In a fresh interview on the Ask Andrew podcast, the former vice president at Pfizer, Dr. Mike Yeadon, spoke about how the union of central bank digital currencies and digital identity may be used to control every intricate detail of human lives, among other things.

Former Pfizer VP Speaks Out

Yeadon talks about a globally interoperable digital ID, which contains health data, banking data and all individually identifiable data that would be necessary to live, work and move around.

“It contains all of you: your health data, your unique ID dat, your financial data, your driving history, where you live, what you’ve bought”.

Towards the end of the clip, Dr. Yeadon takes an ominous turn, and suggests that through mRNA gene therapy rollouts, which have been unofficially linked to increasing and as yet unexplained rising all-cause mortality rates post-2021, the world may even face accelerating depopulation.

In fact, in various chilling interviews, Dr. Yeadon cites the UN’s Agenda 2030, which he intimates means that vast swathes of populations would increasingly face starvation due to so-called ‘Sustainable Development Goals’.

“Their plans, as you can see from the [UN Agenda 2030] Sustainable Development Goals, is that you will have as little mobility as possible, you’ll be cold unless you live in a warm country, and you’ll be hungry unless you like bugs. That situation is one that’s unlivable as far as I’m concerned. A complete loss of freedom is not a world I want to be in.”

CBDCs & the Corruption of Money

Dr. Yeadon is hardly alone in expressing concerns regarding the union of central bank digital currencies and digital ID. A recent opinion piece by Bitcoin Magazine’s Josef Tetek, published on Nasdaq.com, underscores how a CBDCs’ programmability will render money as it is used today obsolete.

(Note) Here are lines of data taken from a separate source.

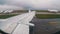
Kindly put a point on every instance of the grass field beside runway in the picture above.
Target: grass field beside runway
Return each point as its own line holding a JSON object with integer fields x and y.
{"x": 7, "y": 16}
{"x": 47, "y": 16}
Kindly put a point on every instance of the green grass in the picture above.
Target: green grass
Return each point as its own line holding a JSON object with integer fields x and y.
{"x": 47, "y": 16}
{"x": 7, "y": 16}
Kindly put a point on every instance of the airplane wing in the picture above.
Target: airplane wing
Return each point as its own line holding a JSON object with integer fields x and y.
{"x": 18, "y": 23}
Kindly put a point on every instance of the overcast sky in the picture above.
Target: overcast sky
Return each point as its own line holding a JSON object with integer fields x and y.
{"x": 30, "y": 4}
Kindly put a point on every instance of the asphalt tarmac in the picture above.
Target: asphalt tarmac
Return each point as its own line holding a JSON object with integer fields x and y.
{"x": 43, "y": 26}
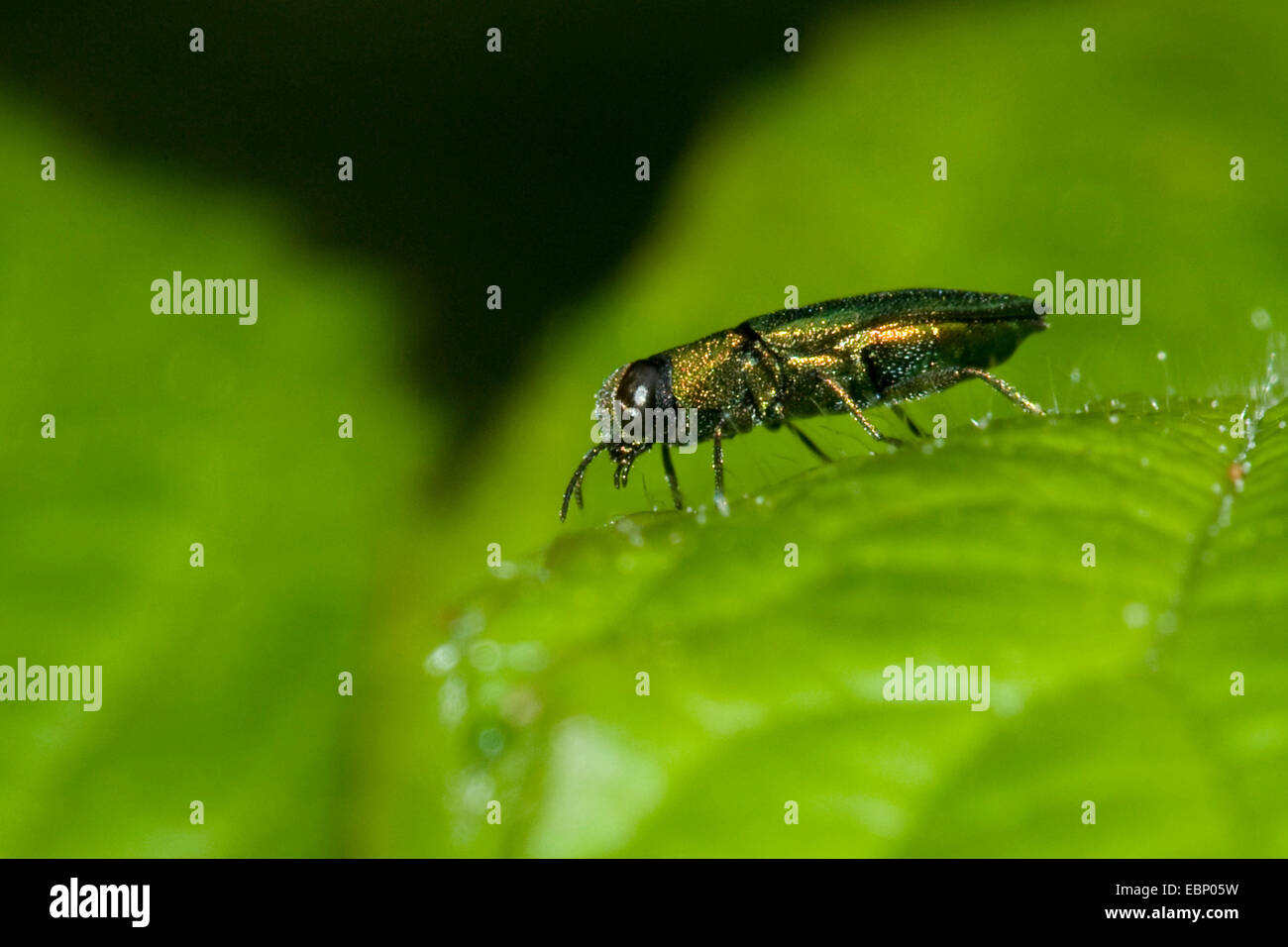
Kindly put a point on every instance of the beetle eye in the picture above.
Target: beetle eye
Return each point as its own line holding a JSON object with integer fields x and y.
{"x": 638, "y": 385}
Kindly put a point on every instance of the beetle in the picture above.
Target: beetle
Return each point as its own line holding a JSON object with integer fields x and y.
{"x": 833, "y": 357}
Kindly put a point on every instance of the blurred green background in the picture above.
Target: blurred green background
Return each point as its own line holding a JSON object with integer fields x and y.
{"x": 518, "y": 684}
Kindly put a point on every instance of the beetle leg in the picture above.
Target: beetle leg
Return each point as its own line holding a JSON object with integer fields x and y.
{"x": 717, "y": 463}
{"x": 854, "y": 410}
{"x": 671, "y": 479}
{"x": 575, "y": 483}
{"x": 809, "y": 444}
{"x": 903, "y": 416}
{"x": 1004, "y": 386}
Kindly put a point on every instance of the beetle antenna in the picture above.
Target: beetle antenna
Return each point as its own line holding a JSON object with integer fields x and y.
{"x": 575, "y": 483}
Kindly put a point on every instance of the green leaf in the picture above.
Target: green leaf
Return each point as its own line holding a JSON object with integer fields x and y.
{"x": 1109, "y": 684}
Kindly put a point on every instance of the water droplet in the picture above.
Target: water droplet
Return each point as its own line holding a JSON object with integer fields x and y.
{"x": 442, "y": 659}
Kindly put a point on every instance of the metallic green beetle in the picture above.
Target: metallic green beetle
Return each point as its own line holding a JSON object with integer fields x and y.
{"x": 833, "y": 357}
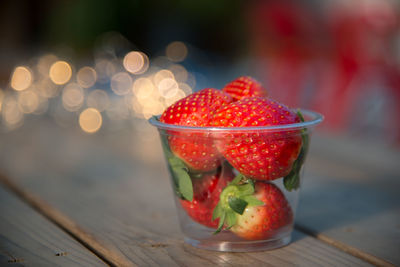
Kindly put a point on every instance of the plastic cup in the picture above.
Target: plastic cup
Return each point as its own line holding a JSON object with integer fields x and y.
{"x": 203, "y": 161}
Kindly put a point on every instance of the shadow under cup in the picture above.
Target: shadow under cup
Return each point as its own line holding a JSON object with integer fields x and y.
{"x": 206, "y": 165}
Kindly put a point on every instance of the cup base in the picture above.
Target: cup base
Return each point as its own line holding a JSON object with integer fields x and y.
{"x": 239, "y": 246}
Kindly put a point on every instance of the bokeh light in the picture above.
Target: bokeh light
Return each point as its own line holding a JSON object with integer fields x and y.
{"x": 90, "y": 120}
{"x": 86, "y": 77}
{"x": 60, "y": 72}
{"x": 28, "y": 101}
{"x": 72, "y": 97}
{"x": 98, "y": 99}
{"x": 121, "y": 83}
{"x": 176, "y": 51}
{"x": 136, "y": 62}
{"x": 21, "y": 78}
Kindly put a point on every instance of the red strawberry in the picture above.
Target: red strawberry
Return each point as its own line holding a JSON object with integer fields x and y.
{"x": 207, "y": 190}
{"x": 263, "y": 222}
{"x": 243, "y": 87}
{"x": 195, "y": 149}
{"x": 262, "y": 155}
{"x": 253, "y": 210}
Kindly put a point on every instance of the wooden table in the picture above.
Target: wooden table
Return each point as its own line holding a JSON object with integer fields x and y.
{"x": 67, "y": 198}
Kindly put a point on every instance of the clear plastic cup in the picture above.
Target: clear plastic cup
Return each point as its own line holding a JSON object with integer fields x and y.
{"x": 266, "y": 161}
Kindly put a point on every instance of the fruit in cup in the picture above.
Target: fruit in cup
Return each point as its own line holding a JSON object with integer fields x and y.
{"x": 249, "y": 205}
{"x": 243, "y": 87}
{"x": 198, "y": 152}
{"x": 253, "y": 211}
{"x": 207, "y": 189}
{"x": 261, "y": 156}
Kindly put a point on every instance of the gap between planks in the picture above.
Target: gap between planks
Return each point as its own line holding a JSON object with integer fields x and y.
{"x": 114, "y": 258}
{"x": 109, "y": 256}
{"x": 344, "y": 247}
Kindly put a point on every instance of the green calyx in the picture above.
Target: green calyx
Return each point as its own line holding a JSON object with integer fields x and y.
{"x": 179, "y": 171}
{"x": 292, "y": 180}
{"x": 233, "y": 201}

“Imagine this: It’s payday but before the money reaches your account, someone else has already decided what you’ll spend your money on — one third of your paycheck on housing, one third on food (only plant and insect protein allowed), 10% on transportation (with little allowance for gas), 10% on a mandatory pension plan (mostly allocated to government bonds) and the remaining 14% on clothing, alcohol and pharmaceuticals in state-licensed shops. Spending outside of these allocations comes with huge markups and, as if this isn’t bad enough, saving is impossible as this money comes with an expiration date: after three months, it simply disappears from your account.

This dystopian world is closer than you think. Central bank digital currencies, or CBDCs, could make it a reality. CBDCs are an attempt to duct-tape the failing monetary system back together, and in the process provide the State with nearly unlimited control over the financial system, and thus our spending habits and the way we lead our lives.”

This ultimate corruption of money appears to be a last ditch effort to save a monetary regime which can neither maintain purchasing power over time, nor can it function as a means to properly encourage real growth in economies worldwide.

Scholars, mathematicians and economists have debated money and its properties since time immemorial. While there are various approaches, one thing is certain: money is not arbitrary.

There are three basic components for money to function; these are fungibility, censorship resistance and a limited supply. Fungibility is the property of a good or a commodity whose individual units are essentially interchangeable; censorship resistance is a deliberate design attribute which defends against a government’s reliable inclination to abuse its powers; and a limited supply ensures that money retains its purchasing power over time, since the amount of units do not change.

Of these three fundamental properties, central bank digital currencies hold none, while Bitcoin and Litecoin are predicated on all three.

Up until now, even the most totalitarian governments haven’t managed to obtain full control over all transactions. But with increasing restrictions on cash, and incoming CBDCs, countries are fast-moving into a cashless society that may eventually run solely on state-managed money.

All the while, freedom-enabling cryptocurrencies such as Bitcoin and Litecoin continue running seamlessly as free-market and fair systems outside state-control.